Zu den Autoren der Mitteilungen gehörte unter anderen Rudolf Steiner.

Politisch war der Verein im Kaiserreich der linksliberalen Fortschrittlichen Volkspartei und später in der Weimarer Republik der Deutschen Demokratischen Partei, die deswegen den politischen Rechten auch als „Judenpartei“ galt, verbunden.

Bei Ausbruch des Ersten Weltkriegs stellte der Verein angesichts des von Kaiser Wilhelm II. proklamierten „Burgfriedens“ zunächst seine Aktivitäten ein.
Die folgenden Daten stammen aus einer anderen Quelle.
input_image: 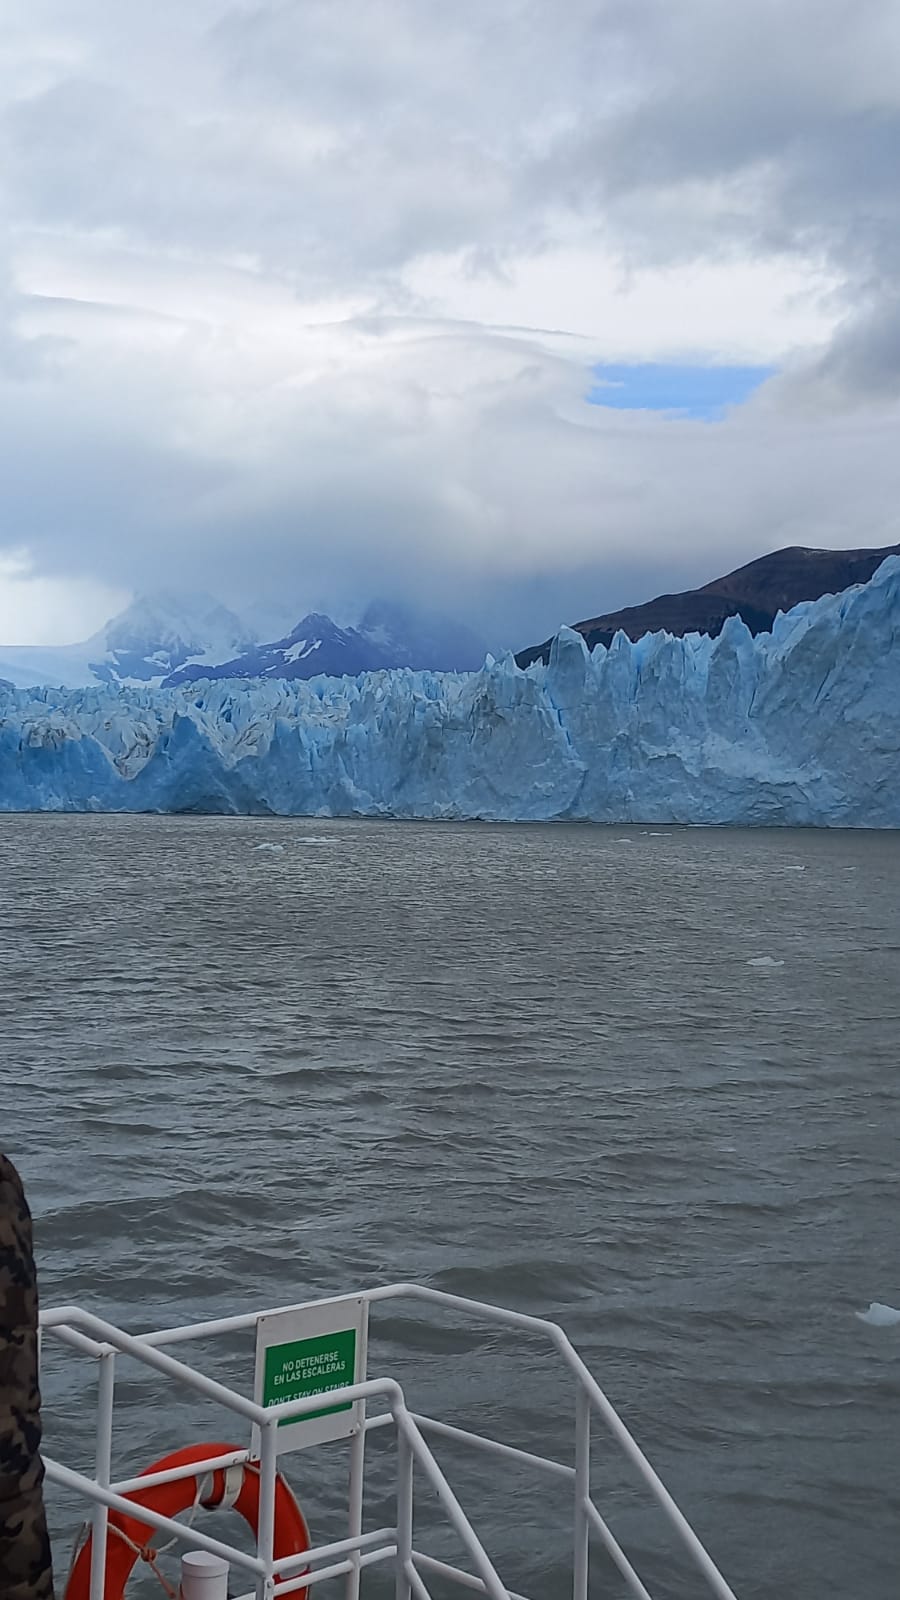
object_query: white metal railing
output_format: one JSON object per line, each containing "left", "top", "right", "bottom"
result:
{"left": 39, "top": 1282, "right": 740, "bottom": 1600}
Er musste jedoch erleben, dass die antisemitische Agitation nicht geringer wurde und immer wieder Vorwürfe gegen angebliche jüdische Kriegsgewinnler und Drückeberger laut wurden. Auf Druck der Antisemiten und unter Protesten des Abwehrvereins führte das preußische Kriegsministerium mitten im Krieg eine „Judenzählung“ unter den Frontsoldaten durch, um „die Behauptung der Antisemiten zu prüfen, dass Juden an der Front unterrepäsentiert seien“. Die Ergebnisse dieser statistischen Erhebung wurden zunächst nicht veröffentlicht, was weiteren antisemitischen Vorurteilen Vorschub leistete. 1922 wies der jüdische Statistiker und Demograph Franz Oppenheimer nach, dass die deutschen Juden mit mehr als 100.000 aktiven Kriegsteilnehmern und 12.000 Toten an der Front durchaus einen Beitrag geleistet hatten, der ihrem demografischen und prozentualen Bevölkerungsanteil entsprach.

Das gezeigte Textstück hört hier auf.